Some of the murals depict nature scenes with mountains, lakes, trees and wildlife, while others blend to their environment — such as sheriff’s office insignias in hallways and imagery of various fruits inside a stuff lunchroom.
“That’s how I was able to cope,” Grace said. “You go into a place that smells bad, the color’s bad, the food’s bad and the people are bad, so you’ve got a lot of bad things happening. The only thing that kept me sane was to be able to go into my cell or go out and draw because it took me out of that place.”
Grace’s unexpected contribution to the jails’ décor didn’t come without some persuasion and unprecedented access granted by jail staff.
He said his offer to do his first mural was initially rejected by administrators before he convinced them he had real artistic ability. Grace also explained that he had done similar work while at the Central Utah Correctional Facility in Gunnison.
“After that first mural, then it started really blowing up after that,” Grace said. “They really started wanting them everywhere. They wanted them in ‘C Pod,’ they wanted them upstairs, they wanted them in ‘D Pod.’”
Interest in Art
Grace said he had been drawing for 35 years and subsequently learned the art of painting, but didn’t take the craft seriously until he turned 30.
His talents are innate and his skills are self-taught.

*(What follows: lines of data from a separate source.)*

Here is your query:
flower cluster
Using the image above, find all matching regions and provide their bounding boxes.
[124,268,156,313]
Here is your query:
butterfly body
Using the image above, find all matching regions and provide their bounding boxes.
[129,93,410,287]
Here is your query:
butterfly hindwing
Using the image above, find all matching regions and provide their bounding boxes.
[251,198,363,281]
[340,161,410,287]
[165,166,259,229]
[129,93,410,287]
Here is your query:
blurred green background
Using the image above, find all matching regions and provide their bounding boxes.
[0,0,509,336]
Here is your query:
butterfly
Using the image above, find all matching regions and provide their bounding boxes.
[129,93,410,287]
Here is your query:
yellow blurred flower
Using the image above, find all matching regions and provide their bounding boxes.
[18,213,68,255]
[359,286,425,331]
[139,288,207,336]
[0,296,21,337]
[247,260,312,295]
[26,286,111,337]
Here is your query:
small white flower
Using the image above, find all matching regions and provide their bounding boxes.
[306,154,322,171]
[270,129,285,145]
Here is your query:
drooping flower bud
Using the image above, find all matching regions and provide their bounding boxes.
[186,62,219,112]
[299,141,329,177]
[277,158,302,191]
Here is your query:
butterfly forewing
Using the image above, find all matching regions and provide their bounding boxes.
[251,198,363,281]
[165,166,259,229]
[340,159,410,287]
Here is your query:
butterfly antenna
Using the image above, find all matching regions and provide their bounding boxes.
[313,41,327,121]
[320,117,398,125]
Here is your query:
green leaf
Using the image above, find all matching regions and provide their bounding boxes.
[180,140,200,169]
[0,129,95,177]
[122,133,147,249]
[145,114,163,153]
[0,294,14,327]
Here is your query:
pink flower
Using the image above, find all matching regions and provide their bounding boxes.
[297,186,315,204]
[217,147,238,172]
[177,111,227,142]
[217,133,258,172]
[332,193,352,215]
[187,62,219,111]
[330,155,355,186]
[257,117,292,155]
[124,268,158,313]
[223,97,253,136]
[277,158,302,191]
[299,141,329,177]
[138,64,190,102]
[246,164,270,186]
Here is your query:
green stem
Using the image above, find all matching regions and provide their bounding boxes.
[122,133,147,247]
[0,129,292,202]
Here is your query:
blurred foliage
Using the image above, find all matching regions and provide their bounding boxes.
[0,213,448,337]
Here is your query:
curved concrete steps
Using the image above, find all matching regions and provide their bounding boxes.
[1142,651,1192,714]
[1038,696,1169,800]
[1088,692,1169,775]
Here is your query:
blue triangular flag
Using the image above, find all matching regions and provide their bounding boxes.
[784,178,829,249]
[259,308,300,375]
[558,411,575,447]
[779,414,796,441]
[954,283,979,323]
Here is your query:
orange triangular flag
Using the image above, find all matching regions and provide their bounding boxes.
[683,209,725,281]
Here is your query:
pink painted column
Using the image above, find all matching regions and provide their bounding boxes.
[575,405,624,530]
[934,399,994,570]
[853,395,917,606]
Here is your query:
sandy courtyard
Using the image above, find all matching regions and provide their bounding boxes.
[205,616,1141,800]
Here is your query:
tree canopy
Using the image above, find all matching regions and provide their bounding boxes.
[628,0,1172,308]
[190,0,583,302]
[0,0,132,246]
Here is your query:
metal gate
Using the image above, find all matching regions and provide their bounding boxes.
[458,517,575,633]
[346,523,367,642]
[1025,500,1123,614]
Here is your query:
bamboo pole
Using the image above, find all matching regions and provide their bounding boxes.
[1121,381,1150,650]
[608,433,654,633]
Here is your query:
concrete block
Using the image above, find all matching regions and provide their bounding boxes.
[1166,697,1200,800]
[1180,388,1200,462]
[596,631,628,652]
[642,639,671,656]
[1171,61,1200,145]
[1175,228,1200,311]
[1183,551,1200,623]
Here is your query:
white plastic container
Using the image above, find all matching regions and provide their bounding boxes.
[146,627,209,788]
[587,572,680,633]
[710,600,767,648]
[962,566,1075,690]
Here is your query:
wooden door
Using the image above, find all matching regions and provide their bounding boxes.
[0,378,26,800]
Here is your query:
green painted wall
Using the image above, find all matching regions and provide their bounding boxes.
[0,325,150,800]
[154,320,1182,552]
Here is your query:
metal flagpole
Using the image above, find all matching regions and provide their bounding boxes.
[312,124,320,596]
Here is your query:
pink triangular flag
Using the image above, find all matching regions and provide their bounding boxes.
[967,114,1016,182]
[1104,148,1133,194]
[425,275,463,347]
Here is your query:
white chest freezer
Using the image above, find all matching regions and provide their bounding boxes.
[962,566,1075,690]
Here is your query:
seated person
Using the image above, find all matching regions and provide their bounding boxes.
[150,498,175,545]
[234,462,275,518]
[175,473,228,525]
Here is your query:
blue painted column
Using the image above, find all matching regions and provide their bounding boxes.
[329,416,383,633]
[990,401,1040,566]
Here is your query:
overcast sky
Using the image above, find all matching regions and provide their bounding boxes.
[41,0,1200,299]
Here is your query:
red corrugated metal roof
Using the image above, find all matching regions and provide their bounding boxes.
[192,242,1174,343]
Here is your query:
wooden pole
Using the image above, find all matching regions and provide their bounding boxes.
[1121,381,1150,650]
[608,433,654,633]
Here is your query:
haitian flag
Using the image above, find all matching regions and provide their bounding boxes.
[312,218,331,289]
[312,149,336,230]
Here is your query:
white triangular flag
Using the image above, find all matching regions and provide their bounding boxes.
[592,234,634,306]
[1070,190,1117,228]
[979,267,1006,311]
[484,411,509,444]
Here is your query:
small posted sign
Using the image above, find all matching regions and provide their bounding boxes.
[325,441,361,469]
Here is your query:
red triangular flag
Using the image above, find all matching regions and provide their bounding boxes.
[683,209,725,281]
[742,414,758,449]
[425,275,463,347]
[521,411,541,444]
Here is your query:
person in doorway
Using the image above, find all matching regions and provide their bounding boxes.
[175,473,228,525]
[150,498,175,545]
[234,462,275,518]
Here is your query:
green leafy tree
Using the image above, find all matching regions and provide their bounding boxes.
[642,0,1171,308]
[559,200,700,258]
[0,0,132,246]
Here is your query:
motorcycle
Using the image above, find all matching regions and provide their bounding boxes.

“This is all generally from reading and studying,” Grace said. “A lot of this stuff is trial and error – it’s about getting in and doing it and what works best, different applications of different things.”
Grace characterized his interest in art as something spiritual.
“I’d been drawing for all this time, and then I finally found out I had some Chippewa blood in me from back east, so it’s kind of like, I don’t know, a religious thing.”
Art as Redemption
Grace said before he was released, he observed his fellow inmates spending a lot of time standing in front of the murals and appreciating them.
“I’ve even heard some of the officers say they wouldn’t mind having something like that in their house,” Grace said. “It not only helps inmates, but it helps (jail workers) do their job.”
Grace said the project helped his self-esteem and helped give him direction in his life.
“It made me feel better inside about who I was as a person and who I am and what my purpose is,” he said. “It gives us all self-worth, gives us reasons to be who we are and to do the best we can with what we have.”
Art and the Future
Now a free man sharing a temporary home he has turned into a makeshift studio, Grace said he hopes to turn his talent into a business. He said he would like to bring his murals to hospitals, nursing homes, jails, businesses and whoever else would be interested in one.
“Yeah, it’s what I want to do,” Grace said smiling. “It’s how I want to live my life, the rest of my life, and it’s very important to me.”